El tamaño de las yemas está positivamente correlacionado con el tamaño de los turiones (Nichols y Woolley, 1985). La dimensión de los brotes que la planta puede producir estaría gobernada por procesos genéticamente determinados, aunque sería afectada por el tipo de manejo y el nivel de reservas (Blasberg, 1932).

En experimentos realizados en Chile, con el fin de determinar el efecto poblacional sobre el rendimiento total, rendimiento comercial y calidad de los turiones a través del tiempo, empleando diferentes híbridos, los resultados indicaron que al aumentar la población, los rendimientos total y comercial subieron hasta alcanzar un punto de estabilización, que dependió del cultivar. En las poblaciones más altas se tendió a mantener el calibre o el peso de los turiones, disminuyendo la cantidad de turiones por planta. Al doblar la población habitual en Chile, el peso promedio de los turiones disminuyó 9% como máximo. La calidad no varió en forma importante entre poblaciones, sí entre cultivares. En dicho estudio se concluyó que UC-157 F1 continúa siendo un cultivar conveniente pero que debería plantarse en una población de 44.444 plantas ha-1, y que nuevos híbridos como Pacific 2000 ameritan ser evaluados más amplias y exhaustivamente (Farías et al., 2003).

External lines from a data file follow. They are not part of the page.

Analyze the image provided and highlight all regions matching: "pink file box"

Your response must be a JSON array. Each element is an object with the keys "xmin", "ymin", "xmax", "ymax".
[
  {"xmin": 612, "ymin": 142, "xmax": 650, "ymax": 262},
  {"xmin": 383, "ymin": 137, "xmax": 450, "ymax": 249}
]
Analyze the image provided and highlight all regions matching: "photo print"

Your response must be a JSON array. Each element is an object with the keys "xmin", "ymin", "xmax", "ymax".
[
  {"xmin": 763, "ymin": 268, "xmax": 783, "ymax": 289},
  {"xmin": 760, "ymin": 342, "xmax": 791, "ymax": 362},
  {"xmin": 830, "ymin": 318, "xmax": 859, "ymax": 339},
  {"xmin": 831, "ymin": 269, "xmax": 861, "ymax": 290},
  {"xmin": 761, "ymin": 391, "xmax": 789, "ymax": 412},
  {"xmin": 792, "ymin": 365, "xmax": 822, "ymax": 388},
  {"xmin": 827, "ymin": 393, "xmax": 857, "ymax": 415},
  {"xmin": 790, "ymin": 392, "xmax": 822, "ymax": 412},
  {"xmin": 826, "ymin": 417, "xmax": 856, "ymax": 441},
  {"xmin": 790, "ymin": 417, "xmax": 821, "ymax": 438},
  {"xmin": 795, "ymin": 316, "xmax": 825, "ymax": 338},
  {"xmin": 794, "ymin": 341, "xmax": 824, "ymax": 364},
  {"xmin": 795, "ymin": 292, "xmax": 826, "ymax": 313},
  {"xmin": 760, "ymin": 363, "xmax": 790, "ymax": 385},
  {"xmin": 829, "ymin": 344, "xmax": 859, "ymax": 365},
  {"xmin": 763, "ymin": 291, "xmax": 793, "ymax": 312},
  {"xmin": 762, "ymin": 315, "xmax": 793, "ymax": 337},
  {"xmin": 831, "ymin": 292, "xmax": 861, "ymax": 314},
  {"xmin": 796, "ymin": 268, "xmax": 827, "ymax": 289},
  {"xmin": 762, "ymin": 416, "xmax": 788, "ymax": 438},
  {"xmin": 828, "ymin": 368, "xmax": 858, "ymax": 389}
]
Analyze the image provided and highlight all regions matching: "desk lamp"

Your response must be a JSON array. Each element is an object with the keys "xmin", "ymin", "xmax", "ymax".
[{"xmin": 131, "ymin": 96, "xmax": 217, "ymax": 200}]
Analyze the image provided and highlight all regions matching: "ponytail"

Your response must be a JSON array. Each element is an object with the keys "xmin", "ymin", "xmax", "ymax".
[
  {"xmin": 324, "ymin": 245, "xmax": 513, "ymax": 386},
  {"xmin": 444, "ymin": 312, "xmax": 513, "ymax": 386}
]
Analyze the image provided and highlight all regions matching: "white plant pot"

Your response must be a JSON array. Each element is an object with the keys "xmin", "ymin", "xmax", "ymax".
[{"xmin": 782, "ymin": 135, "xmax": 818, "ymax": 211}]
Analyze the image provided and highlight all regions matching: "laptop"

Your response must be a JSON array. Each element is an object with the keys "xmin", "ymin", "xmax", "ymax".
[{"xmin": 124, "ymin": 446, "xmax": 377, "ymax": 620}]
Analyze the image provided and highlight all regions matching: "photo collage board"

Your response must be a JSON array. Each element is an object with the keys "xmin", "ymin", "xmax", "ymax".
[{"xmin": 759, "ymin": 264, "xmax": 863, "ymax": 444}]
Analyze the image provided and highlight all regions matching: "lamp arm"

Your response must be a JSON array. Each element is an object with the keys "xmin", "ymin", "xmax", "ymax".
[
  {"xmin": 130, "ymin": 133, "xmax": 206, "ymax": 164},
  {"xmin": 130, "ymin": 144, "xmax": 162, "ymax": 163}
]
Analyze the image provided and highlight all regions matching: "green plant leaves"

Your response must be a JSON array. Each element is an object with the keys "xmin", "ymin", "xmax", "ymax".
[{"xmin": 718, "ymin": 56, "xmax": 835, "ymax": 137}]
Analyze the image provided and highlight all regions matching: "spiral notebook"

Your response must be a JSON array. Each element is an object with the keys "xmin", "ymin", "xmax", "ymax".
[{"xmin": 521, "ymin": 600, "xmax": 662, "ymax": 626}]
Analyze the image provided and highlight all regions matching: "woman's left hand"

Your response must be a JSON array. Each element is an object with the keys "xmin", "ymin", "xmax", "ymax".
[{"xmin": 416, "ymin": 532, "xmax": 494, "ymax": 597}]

La tendencia actual en países del hemisferio sur es realizar plantaciones más densas buscando, por un lado, mayor rendimiento y, por otro, disminuir el calibre de los turiones (González y Del Pozo, 2002), de acuerdo a las demandas del mercado internacional (Paske, 1996).

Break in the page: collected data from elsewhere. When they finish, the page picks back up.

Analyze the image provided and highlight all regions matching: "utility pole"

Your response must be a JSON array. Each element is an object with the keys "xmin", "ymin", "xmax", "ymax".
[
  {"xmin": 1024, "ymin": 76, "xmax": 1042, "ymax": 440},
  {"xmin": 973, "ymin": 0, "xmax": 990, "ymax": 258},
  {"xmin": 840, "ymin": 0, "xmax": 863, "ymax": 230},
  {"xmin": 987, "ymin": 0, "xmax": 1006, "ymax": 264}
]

La adecuada selección del cultivar es un factor prioritario para el éxito de cualquier cultivo. Esto es aún más significativo en especies perennes como el espárrago, ya que su vida productiva debiera ser normalmente superior a los diez años. En la selección debe considerarse no sólo su rendimiento total, sino también la calidad de sus turiones, ya que el porcentaje de desecho puede variar significativamente entre cultivares (González y Del Pozo, 2002). Dentro del desecho, el mayor porcentaje medido en peso o número de turiones, suele estar dado por espárragos ramificados; esta fracción es variable según cultivar y las condiciones de producción (temperatura, altura de corte, diámetro del turión, densidad, etc). En estudios de cultivares realizados por Krarup y Contreras (2002) en Chile, en la VIII Región, por Nichols y Woolley (1985) en Nueva Zelanda, lograron fracciones no exportables de la producción total que variaron entre 15-50% y 34-88%, respectivamente.

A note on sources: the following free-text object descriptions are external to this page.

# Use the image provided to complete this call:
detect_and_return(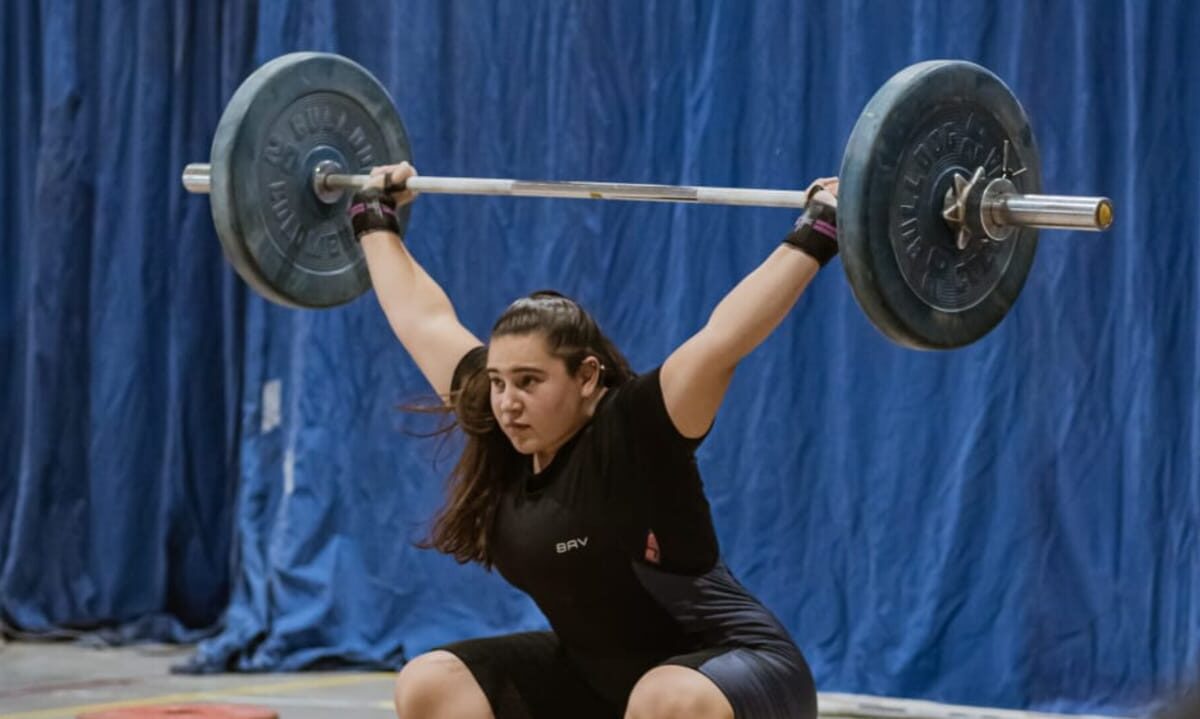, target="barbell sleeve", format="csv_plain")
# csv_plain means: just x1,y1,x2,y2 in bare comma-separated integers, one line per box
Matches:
182,163,212,195
987,194,1114,231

El crecimiento de los turiones de espárrago depende de la temperatura. Existe concordancia entre diferentes autores en que las tasas de elongación diaria de los turiones aumentan entre temperaturas mínimas de 7 a 10 °C hasta máximas de 25 a 30 °C, y que dichas tasas aumentan también en la medida que el turión es más largo (Blumenfield et al., 1961; Nichols y Woolley, 1985; Souther, 1987; Dean, 1999).

En sus ensayos Blumenfield et al. (1961) calcularon, mediante análisis de regresión, que aumentos de temperatura de 1 °C generaban aumentos de 0,57 cm en las tasas de elongación diaria, mientras que aumentos de 1 cm en la longitud del turión significaban aumentos de 0,35 cm en las mismas tasas. Krarup y Mann (1997) presentaron tasas de elongación de 5,6; 7,4; y 7,7 cm día-1, en turiones de más de 10 cm, asociadas a temperaturas medias de 15,5; 16,6; y 19,8 °C, respectivamente. Además, existen algunas evidencias que distintos cultivares presentarían diferencias en sus tasas de elongación (Krarup y Mann, 1997; Wilson et al., 1999) y altura de ramificación (Krarup y Mann, 1997; Nichols y Fisher, 1999).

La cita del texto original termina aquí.